Process Reward Models (PRMs) are a powerful mechanism for steering large language model reasoning by providing fine-grained, step-level supervision. However, this effectiveness comes at a significant cost: PRMs require expert annotations for every reasoning step, making them costly and difficult to scale. Here, we propose a method for training unsupervised PRMs (uPRM) that requires no human supervision, neither at the level of step-by-step annotations nor through ground-truth verification of final answers.
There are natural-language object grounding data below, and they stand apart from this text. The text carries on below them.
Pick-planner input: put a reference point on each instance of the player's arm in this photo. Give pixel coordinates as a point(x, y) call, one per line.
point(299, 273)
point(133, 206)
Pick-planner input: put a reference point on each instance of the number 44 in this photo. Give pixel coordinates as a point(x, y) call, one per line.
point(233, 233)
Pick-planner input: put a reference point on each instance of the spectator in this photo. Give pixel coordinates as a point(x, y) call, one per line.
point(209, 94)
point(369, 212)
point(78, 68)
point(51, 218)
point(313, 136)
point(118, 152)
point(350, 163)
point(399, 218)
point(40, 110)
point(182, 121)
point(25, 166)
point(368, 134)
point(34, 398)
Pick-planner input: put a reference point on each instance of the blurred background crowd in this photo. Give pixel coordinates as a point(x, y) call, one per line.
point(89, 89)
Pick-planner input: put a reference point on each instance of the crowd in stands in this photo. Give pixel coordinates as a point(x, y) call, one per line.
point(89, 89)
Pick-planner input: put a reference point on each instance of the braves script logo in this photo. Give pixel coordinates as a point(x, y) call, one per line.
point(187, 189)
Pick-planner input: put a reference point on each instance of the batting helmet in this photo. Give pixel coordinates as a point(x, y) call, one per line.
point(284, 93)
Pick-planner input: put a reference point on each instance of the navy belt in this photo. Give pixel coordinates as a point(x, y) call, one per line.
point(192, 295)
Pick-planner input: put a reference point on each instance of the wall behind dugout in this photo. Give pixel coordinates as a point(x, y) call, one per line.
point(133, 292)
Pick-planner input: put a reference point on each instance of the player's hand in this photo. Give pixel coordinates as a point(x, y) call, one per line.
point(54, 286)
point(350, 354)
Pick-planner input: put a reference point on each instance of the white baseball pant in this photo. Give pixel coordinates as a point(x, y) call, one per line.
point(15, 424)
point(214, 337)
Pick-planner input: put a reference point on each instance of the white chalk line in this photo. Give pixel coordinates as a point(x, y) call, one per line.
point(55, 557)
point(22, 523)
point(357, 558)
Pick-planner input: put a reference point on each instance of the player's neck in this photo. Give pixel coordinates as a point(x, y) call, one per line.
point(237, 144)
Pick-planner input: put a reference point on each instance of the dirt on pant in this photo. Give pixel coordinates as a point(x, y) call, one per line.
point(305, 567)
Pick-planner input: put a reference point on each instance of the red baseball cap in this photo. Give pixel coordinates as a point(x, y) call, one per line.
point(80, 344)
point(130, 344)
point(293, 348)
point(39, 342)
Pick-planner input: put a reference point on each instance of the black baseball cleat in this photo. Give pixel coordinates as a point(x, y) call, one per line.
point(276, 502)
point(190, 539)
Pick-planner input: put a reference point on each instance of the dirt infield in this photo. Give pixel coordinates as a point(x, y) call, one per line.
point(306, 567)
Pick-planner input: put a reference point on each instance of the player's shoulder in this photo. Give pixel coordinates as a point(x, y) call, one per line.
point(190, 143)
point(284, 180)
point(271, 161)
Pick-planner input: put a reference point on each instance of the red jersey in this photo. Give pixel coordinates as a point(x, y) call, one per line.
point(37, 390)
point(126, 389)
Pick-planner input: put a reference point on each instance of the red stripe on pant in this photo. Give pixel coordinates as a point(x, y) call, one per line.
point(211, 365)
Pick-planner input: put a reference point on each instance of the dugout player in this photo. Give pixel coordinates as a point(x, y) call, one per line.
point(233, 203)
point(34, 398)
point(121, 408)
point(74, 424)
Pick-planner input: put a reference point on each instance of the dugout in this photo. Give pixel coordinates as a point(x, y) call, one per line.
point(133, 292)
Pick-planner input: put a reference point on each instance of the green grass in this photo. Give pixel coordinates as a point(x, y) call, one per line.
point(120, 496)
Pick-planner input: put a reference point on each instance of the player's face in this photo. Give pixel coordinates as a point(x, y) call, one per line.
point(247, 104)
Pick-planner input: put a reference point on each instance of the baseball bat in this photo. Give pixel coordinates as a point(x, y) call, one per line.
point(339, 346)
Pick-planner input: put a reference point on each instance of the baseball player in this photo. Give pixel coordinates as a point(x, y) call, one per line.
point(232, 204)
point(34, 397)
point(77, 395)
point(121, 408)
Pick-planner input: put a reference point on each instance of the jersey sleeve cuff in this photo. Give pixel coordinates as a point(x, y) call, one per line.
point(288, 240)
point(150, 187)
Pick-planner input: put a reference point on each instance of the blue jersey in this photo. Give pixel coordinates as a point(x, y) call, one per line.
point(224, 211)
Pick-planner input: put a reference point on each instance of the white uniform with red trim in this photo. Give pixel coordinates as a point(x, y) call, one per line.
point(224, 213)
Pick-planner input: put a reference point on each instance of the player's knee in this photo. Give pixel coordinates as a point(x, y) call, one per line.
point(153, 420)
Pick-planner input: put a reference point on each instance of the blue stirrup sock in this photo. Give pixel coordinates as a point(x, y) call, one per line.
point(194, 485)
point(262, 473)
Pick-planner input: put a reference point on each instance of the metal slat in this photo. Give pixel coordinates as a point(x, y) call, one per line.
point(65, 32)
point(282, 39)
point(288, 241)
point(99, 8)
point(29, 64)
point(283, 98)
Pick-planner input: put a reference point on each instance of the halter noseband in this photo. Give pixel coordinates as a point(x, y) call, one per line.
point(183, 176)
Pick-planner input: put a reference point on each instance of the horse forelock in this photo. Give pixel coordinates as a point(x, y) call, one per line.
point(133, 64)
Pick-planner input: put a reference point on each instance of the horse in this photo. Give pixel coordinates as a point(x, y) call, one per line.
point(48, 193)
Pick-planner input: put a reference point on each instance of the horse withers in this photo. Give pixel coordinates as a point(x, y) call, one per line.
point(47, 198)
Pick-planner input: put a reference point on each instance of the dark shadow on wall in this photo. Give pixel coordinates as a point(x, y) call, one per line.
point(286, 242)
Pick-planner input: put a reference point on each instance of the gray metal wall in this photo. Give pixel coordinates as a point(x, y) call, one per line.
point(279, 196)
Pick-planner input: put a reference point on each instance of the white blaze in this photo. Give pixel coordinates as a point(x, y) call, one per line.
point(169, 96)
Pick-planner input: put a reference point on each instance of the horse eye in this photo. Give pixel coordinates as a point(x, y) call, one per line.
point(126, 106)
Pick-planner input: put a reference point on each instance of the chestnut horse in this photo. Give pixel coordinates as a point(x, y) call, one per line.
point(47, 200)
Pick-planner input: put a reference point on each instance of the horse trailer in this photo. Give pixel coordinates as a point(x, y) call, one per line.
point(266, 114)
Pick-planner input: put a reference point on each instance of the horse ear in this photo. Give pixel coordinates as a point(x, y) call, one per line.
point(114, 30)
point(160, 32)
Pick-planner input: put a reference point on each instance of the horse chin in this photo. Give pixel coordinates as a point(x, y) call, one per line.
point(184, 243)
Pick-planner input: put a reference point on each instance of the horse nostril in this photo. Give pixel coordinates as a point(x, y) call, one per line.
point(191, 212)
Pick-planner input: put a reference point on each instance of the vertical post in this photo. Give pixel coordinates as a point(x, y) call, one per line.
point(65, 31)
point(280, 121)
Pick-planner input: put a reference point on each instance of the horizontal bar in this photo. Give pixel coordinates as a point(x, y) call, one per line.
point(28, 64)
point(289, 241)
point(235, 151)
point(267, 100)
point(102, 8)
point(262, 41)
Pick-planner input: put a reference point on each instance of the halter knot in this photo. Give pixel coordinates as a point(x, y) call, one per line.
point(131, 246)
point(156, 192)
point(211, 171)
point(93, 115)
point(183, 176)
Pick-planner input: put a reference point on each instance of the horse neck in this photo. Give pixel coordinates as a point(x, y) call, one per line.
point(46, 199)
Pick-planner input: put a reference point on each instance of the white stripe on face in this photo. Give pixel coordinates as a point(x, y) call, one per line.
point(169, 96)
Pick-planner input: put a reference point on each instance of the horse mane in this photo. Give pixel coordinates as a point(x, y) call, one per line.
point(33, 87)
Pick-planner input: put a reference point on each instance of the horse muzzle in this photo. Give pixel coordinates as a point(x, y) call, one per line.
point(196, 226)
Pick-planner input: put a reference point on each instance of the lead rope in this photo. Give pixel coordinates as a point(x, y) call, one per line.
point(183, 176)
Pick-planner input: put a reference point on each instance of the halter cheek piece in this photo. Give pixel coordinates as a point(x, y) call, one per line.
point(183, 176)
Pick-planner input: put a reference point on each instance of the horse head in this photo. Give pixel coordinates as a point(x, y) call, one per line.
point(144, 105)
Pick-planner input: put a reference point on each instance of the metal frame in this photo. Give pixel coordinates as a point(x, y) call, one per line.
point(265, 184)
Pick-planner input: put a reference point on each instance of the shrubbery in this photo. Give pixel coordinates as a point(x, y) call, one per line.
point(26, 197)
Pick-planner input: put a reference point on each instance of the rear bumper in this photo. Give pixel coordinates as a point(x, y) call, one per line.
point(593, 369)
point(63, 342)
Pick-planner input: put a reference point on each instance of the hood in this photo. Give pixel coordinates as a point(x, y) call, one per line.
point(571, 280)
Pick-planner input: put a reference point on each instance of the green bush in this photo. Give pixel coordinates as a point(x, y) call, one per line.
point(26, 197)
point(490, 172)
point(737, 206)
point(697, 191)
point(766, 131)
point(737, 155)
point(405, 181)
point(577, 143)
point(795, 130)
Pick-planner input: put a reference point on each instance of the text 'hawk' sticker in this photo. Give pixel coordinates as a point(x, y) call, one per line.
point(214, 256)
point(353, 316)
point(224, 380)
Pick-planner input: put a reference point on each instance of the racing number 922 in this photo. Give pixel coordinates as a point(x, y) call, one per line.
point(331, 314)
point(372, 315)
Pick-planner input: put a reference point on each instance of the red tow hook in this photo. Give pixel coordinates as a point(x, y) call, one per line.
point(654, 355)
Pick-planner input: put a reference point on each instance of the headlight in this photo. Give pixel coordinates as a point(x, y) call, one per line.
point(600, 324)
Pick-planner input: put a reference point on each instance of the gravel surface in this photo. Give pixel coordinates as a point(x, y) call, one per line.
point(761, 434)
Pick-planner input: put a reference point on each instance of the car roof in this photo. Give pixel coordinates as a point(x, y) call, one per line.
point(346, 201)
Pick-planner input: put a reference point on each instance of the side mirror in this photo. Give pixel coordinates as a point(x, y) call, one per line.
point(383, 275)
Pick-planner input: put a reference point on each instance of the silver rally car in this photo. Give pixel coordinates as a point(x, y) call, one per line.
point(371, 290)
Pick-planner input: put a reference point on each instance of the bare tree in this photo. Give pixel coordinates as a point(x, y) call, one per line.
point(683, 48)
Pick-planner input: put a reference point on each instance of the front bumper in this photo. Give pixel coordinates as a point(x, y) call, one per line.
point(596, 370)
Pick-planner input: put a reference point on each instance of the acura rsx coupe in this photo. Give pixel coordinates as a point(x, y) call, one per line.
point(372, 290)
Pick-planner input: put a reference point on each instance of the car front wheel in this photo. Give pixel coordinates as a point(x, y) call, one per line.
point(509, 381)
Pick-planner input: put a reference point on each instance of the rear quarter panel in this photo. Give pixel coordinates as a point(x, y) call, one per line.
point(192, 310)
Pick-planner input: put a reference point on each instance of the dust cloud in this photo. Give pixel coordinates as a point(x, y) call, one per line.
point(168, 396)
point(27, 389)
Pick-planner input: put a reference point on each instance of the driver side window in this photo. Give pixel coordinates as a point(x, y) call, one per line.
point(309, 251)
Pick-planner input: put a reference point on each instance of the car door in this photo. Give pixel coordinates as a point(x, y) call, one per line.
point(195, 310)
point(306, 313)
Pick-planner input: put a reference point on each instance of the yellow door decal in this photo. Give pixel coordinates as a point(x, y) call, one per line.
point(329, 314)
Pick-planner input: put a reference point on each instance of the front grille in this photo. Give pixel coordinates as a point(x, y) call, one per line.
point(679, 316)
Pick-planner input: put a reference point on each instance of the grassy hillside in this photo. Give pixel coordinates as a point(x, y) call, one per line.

The key idea behind our approach is to define a scoring function, derived from LLM next-token probabilities, that jointly assesses candidate positions of first erroneous steps across a batch of reasoning trajectories. We demonstrate the effectiveness of uPRM across diverse scenarios: (i) uPRM achieves up to 15% absolute accuracy improvements over the LLM-as-a-Judge in identifying first erroneous steps on the ProcessBench dataset; (ii) as a verifier for test-time scaling, uPRM performs comparably to supervised PRMs and outperforms the majority voting baseline by up to 6.9%, and (iii) when used as a reward signal in reinforcement learning, uPRM enables more robust policy optimization throughout training compared to a supervised PRM trained using ground-truth labels. Overall, our results open a path toward scalable reward modeling for complex reasoning tasks.